Фронтовое братство | страница 49
Он взял у Брандта предложенную сигарету. С удовольствием глубоко затянулся. На секунду закрыл глаза и продолжал:
— Приходилось вам так тесниться в железных фургонах, что половина из находившихся там умирает от удушья? Ощущали, как мягок труп, когда стоишь на нем много часов подряд? Это новый способ перевозки людей.
Мы закивали. Нам это было знакомо; мы знали, что доктор Герхард Штиф из Гамбурга, лейтенант-пехотинец в отставке, не преувеличивает. Торгау — да, мы были знакомы с этой тюрьмой. И с Ленгрисом, и с фортом Пливе. Мы тоже испытали на своей шкуре все их диктаторские методы.
Штиф снова приложился к стакану. Мы все последовали его примеру.
— Черт! — выкрикнул он. — У меня был Железный крест, полученный в четырнадцатом году, и Орден Дома Гогенцоллернов. Гауптштурмфюрер СС сказал с усмешкой, что награды кайзера Вильгельма не стоят и плевка. Хотя сам носил их две.
— Видимо, он был ослом, — заметил Старик.
— Конечно, — сказал Легионер. — Иначе бы не служил в СС.
— Перед тем как попасть в Baukommando[62], я провел долгое время в Штутгофе и Майданеке, — продолжал старый еврей. — И вот теперь нахожусь среди вас.
— В Майданеке скверно обходятся с заключенными? — спросил Краузе, будто сам не знал.
— Охранники там жестокие. Как и в большинстве лагерей и тюрем.
— А в Советском Союзе они не хуже? — пожелал узнать бывший эсэссовец.
— Нет, не хуже. В сущности, и охрана, и заключенные одинаковы и там, и там. В лагере номер четыреста восемьдесят семь на Урале нас кормили баландой. Такой же суп заключенные получали сотни лет назад. Противный, пересоленный, дурно пахнущий. С тюлькой, которая воняет даже живой. В Майданеке нам выдавали хлеб с червями, железками, щепками. Многие заключенные давились этим хлебом. Солдаты НКВД били нас прикладами, кололи штыками, хлестали нагайками. Эсэсовцы пользовались девятихвостыми плетками и резиновыми дубинками. И у тех, и у других были тонкие цепи, от ударов ими лопались почки. В НКВД убивали выстрелом в затылок. Эсэсовцы больше всего любили вешать так, чтобы человек едва касался пальцами земли. Как видишь, эсэсовец, разница не так уж велика.
Он сказал это с улыбкой благовоспитанного врача, которым был когда-то.
— Я не эсэсовец, — запротестовал Краузе.
Любезная улыбка доктора Штифа стала чуть саркастической.

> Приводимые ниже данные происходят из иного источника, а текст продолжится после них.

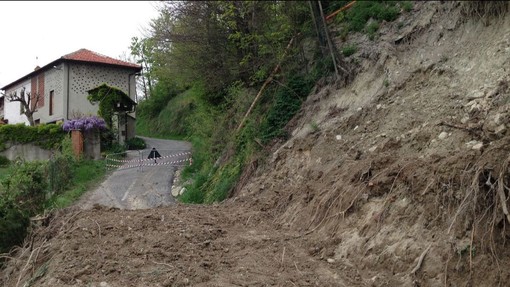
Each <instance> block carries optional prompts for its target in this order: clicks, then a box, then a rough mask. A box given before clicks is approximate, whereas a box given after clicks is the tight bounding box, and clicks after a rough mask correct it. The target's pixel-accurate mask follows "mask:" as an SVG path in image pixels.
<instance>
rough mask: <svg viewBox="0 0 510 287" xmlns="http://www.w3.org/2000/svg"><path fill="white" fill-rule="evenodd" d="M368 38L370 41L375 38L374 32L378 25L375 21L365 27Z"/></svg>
mask: <svg viewBox="0 0 510 287" xmlns="http://www.w3.org/2000/svg"><path fill="white" fill-rule="evenodd" d="M365 30H366V32H367V35H368V38H369V39H370V40H374V38H375V32H377V30H379V23H378V22H377V21H372V22H370V23H369V24H368V25H367V27H366V28H365Z"/></svg>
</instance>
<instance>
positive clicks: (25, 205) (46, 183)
mask: <svg viewBox="0 0 510 287" xmlns="http://www.w3.org/2000/svg"><path fill="white" fill-rule="evenodd" d="M11 168H12V169H11V171H10V176H9V177H7V178H4V179H3V180H2V182H1V183H0V184H1V185H2V186H3V189H2V190H1V197H2V199H1V200H2V203H0V206H4V204H8V203H10V204H11V205H12V207H14V208H17V209H18V210H22V211H24V212H26V213H27V214H29V215H33V214H36V213H37V212H40V211H41V206H40V202H43V201H44V199H45V189H46V187H47V182H46V176H45V170H44V169H45V165H44V163H43V162H39V161H34V162H23V161H19V162H17V163H15V164H13V165H11Z"/></svg>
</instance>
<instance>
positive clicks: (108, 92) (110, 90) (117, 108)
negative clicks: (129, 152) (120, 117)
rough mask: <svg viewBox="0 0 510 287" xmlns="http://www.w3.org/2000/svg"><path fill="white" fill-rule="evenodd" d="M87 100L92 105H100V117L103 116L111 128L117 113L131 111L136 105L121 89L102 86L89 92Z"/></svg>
mask: <svg viewBox="0 0 510 287" xmlns="http://www.w3.org/2000/svg"><path fill="white" fill-rule="evenodd" d="M87 99H88V100H89V101H90V102H91V103H92V104H96V103H99V110H98V112H97V113H98V115H99V116H101V117H102V118H103V119H104V120H105V122H106V124H107V125H108V127H109V128H111V127H112V118H113V115H114V113H115V112H120V111H131V110H133V107H134V105H136V103H135V102H134V101H133V100H132V99H131V98H130V97H129V96H128V95H127V94H126V93H124V92H123V91H122V90H121V89H119V88H116V87H111V86H108V85H107V84H102V85H100V86H98V87H96V88H94V89H92V90H90V91H89V95H88V96H87Z"/></svg>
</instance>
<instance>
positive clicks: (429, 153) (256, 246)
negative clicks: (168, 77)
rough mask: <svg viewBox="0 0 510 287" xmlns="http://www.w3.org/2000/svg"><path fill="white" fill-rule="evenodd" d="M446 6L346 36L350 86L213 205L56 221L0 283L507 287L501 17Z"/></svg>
mask: <svg viewBox="0 0 510 287" xmlns="http://www.w3.org/2000/svg"><path fill="white" fill-rule="evenodd" d="M462 5H463V4H459V3H453V2H445V3H441V2H416V3H415V8H414V11H413V12H412V13H410V14H409V15H407V16H403V17H401V18H400V19H398V20H397V21H396V22H395V23H384V24H382V25H381V28H380V29H381V36H380V37H379V38H378V39H376V40H375V41H369V40H368V39H367V37H366V36H363V35H358V36H354V37H351V38H349V41H350V42H353V43H356V44H357V46H358V47H359V50H358V51H357V52H356V53H355V54H354V55H352V56H350V57H349V58H348V59H346V60H347V61H348V62H350V63H351V64H352V65H355V66H356V67H357V77H356V78H355V79H354V81H353V82H352V83H350V84H349V85H348V86H347V87H344V88H340V89H337V88H336V87H335V85H326V86H324V87H322V88H318V89H317V90H316V92H315V93H314V94H312V95H311V96H310V97H309V99H308V100H307V102H306V103H305V104H304V106H303V109H302V111H301V112H300V114H299V115H298V116H297V117H296V118H295V119H294V120H293V122H292V123H291V124H290V125H289V129H290V130H291V131H292V138H291V139H290V140H289V141H287V142H285V143H282V144H281V145H275V146H274V150H272V151H271V152H272V156H271V158H270V159H269V160H268V161H267V162H259V163H258V164H257V165H254V167H255V166H258V168H256V169H255V168H254V169H253V170H252V171H253V176H252V177H251V178H250V179H249V180H247V182H246V184H244V186H243V188H240V190H239V192H237V193H236V195H235V197H233V198H231V199H230V200H228V201H227V202H225V203H223V204H220V205H215V206H181V205H177V206H175V207H168V208H160V209H154V210H138V211H123V210H116V209H105V208H98V209H95V210H91V211H81V212H77V211H72V210H70V211H64V212H63V214H56V215H54V216H52V217H50V218H48V219H47V220H46V222H44V224H43V225H42V226H41V227H40V228H39V230H38V232H36V233H34V236H33V238H32V239H31V240H30V241H29V242H28V243H31V244H27V248H20V249H19V250H18V251H17V252H16V253H15V254H13V255H14V258H13V259H12V260H10V261H9V264H8V265H7V268H6V269H4V270H3V271H2V273H1V274H0V275H1V277H0V283H1V284H3V285H5V286H185V285H190V286H498V285H499V286H506V285H508V282H509V280H510V272H509V271H508V270H507V268H505V266H508V264H510V252H509V251H508V248H506V247H507V246H506V240H507V238H508V237H509V236H510V234H509V232H508V224H509V223H510V219H507V217H508V216H507V214H508V208H507V206H508V202H507V201H508V200H507V198H508V197H509V188H508V186H509V185H510V183H509V180H510V177H509V174H510V173H509V169H508V164H509V162H510V158H509V154H508V150H509V149H510V137H509V135H510V134H509V132H508V128H509V127H510V126H509V124H510V71H509V68H510V16H509V15H508V14H506V16H501V15H499V16H497V17H485V18H483V19H477V18H476V17H473V16H469V17H468V16H466V14H465V13H463V6H462ZM337 45H339V46H342V45H343V43H341V42H338V43H337Z"/></svg>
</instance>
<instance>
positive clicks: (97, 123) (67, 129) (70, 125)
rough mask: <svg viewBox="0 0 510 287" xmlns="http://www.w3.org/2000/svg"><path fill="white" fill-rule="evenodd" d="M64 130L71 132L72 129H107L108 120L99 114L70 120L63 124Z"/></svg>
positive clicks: (87, 130)
mask: <svg viewBox="0 0 510 287" xmlns="http://www.w3.org/2000/svg"><path fill="white" fill-rule="evenodd" d="M62 128H63V129H64V131H66V132H69V131H72V130H81V131H90V130H105V129H106V122H105V121H104V120H103V119H102V118H99V117H97V116H89V117H83V118H77V119H72V120H68V121H66V122H65V123H64V125H62Z"/></svg>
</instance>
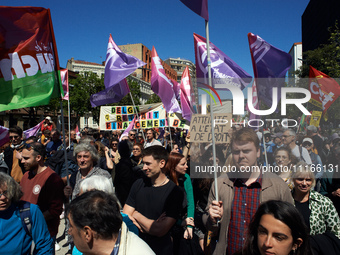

— Это будут говорить многие, когда придет время сводить счеты.
— В СС и НКВД все добровольцы[63], — зловеще прорычал Порта. — То, что потом они будут трусить, не оправдание. — И указал пальцем на Краузе. — Ты всегда будешь эсэсовской крысой. Мы не пристрелили тебя давным-давно лишь потому, чтобы выдать тебя кому следует и полюбоваться, как тебя будут ломать на колесе, когда наша революция победит. Мы сказали тебе раз и навсегда, что ты свинья, что приличные люди терпят тебя в своем обществе только оттого, что вынуждены терпеть.